Self Worth | Advice from a Therapist

What is self worth?

Self worth is exactly what it sounds like. It’s our view on ourselves and how we do or don’t see ourselves as worthy of love, kindness, respect and rest, like anyone else. 

It’s hard to connect to your feeling of intrinsic self worth. We live in a society that makes you fight for it, often battling structural disadvantages like racism, sexism, homophobia, transphobia, classism, fatphobia, and more. With all of these obstacles making it hard to tap into that inherent sense of self worth, people often find the easiest way to feel any sort of worth in themselves is to be impressively productive.

Why do we so often link self worth to productivity?

One reason is that when it comes to the short term, productivity is an easy metric to measure success! For a little while it feels good to be productive–when we complete a task and feel good about it, that’s our brains giving us a little dopamine hit as a reward for completing something we needed to get done! 

But–particularly in a culture that values hustling and leveling up and building wealth–it can be easy to confuse that good feeling you get with the feeling of fulfillment you get when living in a way that embodies your values. It can start to feel like in order to feel good, you have to be productive, and since nothing else gives the immediate gratification in the same way, being productive becomes the priority above all else.  

A woman holding herself and looking out of the window with a contented look on her face.

Why does linking it to productivity undermine true self worth?

Unfortunately, the dopamine hit reward we get from productivity is short lived. While it offers fleeting satisfaction, maintaining that feeling becomes quickly unsustainable. 

It’s impossible to be productive all of the time–and more than that, it’s actually not healthy to be going, going, going 24/7. Your body needs rest, and so does your mind! Have you ever heard the phrase “rest is productive?” While the messaging is obviously a little flawed–rest doesn’t actually need to produce anything to be worthwhile–it’s trying to communicate the purpose of rest in language our culture values and understands. 

What it is really trying to say is that rest is good for you; it gives your body and mind a chance to ease up, recharge, and even totally relax. This relaxation allows you to return to your more productive pursuits with energy and clarity and helps to prevent burnout–whereas if you didn’t allow for this rest you would be constantly burning out. 

The reality is we’re not machines, so expecting ourselves to be endlessly productive is just setting an impossible standard for ourselves. And when we do set that expectation for ourselves, it positions us to feel only shame when we engage in things that aren’t productive, but perhaps emotionally fulfilling, like leisure, engaging in hobbies,or spending time with friends & loved ones.

When productivity becomes the only way in which we measure our self worth, we end up sacrificing or ignoring the things that actually fulfill us in our lives, and increasing our risk of isolation. 

What can we do to unlink the two?

A woman sitting at her laptop looking stressed, while kids run in the background

Set limits on your productivity when possible:

Are you working outside of your work hours?
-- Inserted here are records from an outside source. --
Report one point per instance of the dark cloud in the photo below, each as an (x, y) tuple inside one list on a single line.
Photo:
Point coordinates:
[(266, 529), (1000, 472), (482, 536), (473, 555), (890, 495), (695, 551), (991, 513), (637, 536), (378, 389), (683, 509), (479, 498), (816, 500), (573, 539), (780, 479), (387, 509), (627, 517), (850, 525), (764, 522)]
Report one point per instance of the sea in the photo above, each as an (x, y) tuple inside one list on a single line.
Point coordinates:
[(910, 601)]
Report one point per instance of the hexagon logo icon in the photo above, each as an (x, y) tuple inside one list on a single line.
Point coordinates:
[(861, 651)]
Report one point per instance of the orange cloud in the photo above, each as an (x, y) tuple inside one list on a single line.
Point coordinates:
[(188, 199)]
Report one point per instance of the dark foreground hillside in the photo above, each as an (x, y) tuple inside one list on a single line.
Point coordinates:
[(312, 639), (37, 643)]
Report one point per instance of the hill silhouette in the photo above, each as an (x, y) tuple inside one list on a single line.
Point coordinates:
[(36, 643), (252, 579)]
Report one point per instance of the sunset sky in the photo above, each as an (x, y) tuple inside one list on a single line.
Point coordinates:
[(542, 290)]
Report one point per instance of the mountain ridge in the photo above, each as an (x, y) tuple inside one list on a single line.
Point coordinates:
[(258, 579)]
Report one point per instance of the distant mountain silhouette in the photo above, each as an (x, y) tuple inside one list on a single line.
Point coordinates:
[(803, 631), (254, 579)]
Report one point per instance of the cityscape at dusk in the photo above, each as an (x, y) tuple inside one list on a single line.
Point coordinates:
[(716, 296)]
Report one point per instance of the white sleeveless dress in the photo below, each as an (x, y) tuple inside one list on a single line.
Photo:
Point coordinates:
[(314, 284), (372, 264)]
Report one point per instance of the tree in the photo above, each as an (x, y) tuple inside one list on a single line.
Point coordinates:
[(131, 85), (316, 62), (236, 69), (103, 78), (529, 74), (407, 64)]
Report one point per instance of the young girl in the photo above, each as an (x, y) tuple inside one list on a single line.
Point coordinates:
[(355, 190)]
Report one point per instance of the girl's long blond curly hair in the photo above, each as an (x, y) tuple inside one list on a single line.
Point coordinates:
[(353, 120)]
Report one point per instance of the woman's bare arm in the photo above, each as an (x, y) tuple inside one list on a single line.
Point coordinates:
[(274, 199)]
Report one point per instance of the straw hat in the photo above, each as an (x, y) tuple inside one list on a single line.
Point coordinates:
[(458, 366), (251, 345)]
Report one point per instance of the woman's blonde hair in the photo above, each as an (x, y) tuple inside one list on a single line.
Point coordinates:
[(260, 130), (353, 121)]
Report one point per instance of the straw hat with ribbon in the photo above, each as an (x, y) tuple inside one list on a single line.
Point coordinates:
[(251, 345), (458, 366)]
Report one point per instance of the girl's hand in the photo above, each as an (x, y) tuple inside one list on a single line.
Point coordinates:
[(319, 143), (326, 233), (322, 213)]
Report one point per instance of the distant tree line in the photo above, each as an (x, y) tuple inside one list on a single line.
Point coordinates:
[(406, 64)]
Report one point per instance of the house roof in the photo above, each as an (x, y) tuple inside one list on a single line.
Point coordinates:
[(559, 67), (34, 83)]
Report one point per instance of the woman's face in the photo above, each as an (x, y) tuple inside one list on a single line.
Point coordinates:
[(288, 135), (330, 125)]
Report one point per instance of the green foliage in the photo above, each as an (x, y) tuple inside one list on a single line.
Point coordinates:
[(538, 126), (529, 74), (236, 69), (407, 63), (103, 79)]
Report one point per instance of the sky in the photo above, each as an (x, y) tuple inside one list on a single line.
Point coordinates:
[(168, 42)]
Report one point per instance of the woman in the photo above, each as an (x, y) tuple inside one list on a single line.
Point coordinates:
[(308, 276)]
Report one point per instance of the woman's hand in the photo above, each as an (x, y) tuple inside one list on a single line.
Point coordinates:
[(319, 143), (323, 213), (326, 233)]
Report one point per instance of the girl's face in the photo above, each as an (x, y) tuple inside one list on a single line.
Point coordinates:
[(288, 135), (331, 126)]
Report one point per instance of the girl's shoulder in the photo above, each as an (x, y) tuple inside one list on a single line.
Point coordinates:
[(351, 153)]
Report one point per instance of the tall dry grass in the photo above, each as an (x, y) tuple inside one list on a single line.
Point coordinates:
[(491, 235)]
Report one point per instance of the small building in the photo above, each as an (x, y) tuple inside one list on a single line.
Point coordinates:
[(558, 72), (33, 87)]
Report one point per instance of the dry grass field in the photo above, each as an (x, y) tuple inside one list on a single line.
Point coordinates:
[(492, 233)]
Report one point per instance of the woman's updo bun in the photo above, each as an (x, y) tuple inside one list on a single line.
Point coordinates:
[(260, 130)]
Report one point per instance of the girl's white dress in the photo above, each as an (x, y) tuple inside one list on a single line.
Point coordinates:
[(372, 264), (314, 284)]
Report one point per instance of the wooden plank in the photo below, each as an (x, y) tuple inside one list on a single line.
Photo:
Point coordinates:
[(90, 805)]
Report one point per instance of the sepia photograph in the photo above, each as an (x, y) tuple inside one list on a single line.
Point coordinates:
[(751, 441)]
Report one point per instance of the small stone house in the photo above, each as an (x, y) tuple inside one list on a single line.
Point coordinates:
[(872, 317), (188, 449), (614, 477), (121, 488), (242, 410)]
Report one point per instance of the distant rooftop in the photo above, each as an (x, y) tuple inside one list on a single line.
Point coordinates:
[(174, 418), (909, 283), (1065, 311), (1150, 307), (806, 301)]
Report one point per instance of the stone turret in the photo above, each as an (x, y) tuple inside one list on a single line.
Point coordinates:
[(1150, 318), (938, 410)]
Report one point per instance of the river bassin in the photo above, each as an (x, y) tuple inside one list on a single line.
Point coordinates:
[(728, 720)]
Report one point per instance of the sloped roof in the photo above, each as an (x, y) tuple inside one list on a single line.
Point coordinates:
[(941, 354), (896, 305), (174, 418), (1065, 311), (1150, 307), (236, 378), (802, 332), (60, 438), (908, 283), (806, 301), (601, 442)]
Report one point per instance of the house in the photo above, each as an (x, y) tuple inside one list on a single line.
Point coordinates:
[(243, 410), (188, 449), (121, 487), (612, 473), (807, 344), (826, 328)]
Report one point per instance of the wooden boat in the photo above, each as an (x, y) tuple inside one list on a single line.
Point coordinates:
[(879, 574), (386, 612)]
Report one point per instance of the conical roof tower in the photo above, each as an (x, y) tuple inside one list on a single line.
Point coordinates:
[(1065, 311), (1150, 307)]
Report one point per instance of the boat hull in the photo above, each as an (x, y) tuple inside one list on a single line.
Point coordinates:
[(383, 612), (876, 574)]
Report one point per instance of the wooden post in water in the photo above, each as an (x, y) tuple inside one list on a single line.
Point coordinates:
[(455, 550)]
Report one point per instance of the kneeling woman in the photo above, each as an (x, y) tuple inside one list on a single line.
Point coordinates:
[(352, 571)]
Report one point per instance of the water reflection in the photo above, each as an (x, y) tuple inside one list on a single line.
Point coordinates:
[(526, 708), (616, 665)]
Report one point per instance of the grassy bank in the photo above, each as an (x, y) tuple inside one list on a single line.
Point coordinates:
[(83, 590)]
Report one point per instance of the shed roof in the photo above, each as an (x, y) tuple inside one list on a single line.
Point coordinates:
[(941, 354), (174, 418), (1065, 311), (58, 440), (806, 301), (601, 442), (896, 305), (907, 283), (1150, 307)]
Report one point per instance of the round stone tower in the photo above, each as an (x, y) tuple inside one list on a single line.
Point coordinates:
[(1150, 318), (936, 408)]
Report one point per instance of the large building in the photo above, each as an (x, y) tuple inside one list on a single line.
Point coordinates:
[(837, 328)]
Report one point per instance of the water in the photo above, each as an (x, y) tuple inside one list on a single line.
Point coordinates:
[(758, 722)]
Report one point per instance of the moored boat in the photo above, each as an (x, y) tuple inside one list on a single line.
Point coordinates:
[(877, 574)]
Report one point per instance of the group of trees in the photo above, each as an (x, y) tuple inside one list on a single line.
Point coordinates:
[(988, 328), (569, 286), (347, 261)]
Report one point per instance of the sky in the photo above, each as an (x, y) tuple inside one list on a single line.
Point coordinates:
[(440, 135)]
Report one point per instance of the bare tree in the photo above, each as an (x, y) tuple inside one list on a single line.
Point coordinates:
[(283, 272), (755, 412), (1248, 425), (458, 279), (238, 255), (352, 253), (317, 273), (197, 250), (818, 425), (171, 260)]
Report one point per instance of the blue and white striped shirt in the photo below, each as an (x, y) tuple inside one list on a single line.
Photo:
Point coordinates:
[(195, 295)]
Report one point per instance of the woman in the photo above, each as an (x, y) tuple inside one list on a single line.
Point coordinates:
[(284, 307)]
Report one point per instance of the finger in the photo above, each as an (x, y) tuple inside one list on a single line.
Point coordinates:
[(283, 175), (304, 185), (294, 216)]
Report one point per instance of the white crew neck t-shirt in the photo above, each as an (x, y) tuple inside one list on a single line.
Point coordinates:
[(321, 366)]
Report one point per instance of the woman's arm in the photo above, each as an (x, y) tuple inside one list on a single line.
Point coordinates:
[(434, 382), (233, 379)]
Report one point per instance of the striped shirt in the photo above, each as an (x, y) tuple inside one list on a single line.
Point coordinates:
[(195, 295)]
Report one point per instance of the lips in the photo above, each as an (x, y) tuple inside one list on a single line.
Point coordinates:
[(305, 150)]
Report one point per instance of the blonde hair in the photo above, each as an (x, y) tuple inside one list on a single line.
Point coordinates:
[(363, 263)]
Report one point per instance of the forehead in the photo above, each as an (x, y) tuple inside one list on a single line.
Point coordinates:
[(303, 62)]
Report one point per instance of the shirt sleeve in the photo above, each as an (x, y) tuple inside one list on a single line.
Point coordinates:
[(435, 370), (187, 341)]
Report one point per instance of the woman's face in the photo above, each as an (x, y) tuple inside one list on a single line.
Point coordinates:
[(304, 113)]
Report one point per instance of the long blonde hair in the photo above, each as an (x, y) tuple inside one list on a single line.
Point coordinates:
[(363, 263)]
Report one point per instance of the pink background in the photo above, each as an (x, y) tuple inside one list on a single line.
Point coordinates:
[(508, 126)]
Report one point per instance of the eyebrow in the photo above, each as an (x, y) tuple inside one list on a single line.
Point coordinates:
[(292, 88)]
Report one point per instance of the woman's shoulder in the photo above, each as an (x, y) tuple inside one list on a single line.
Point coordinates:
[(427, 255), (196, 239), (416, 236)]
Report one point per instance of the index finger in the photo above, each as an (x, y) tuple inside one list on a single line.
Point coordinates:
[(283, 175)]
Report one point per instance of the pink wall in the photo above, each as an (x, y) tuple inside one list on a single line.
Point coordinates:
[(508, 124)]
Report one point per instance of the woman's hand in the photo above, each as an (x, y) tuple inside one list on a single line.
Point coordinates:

Are you spending hours perfecting something that is probably fine as is? Are you making sure your home is Instagram ready before letting yourself relax in your living room? Sometimes it’s necessary to be productive, but there comes a point when productivity is just staying busy. Whether it’s from fear of slowing down long enough to be alone with your thoughts, or shame motivating you to stay productive, there comes a point where productivity is no longer productive but destructive. 

Ask yourself:

  • What is making me feel like I need to get this done right now?
  • What will actually change if I accomplish this task right now?
  • Will there be any negative consequences if I allow myself to rest first?
  • Could I do a better job on this after I’ve given myself a chance to rest?
  • Am I being motivated by shame or anxiety right now?
  • If I get this done right now, what’s the best that could happen?
  • If I don’t get this done right now, what’s the worst that could happen?
  • Is there something I would rather be doing, but don’t feel I’ve earned?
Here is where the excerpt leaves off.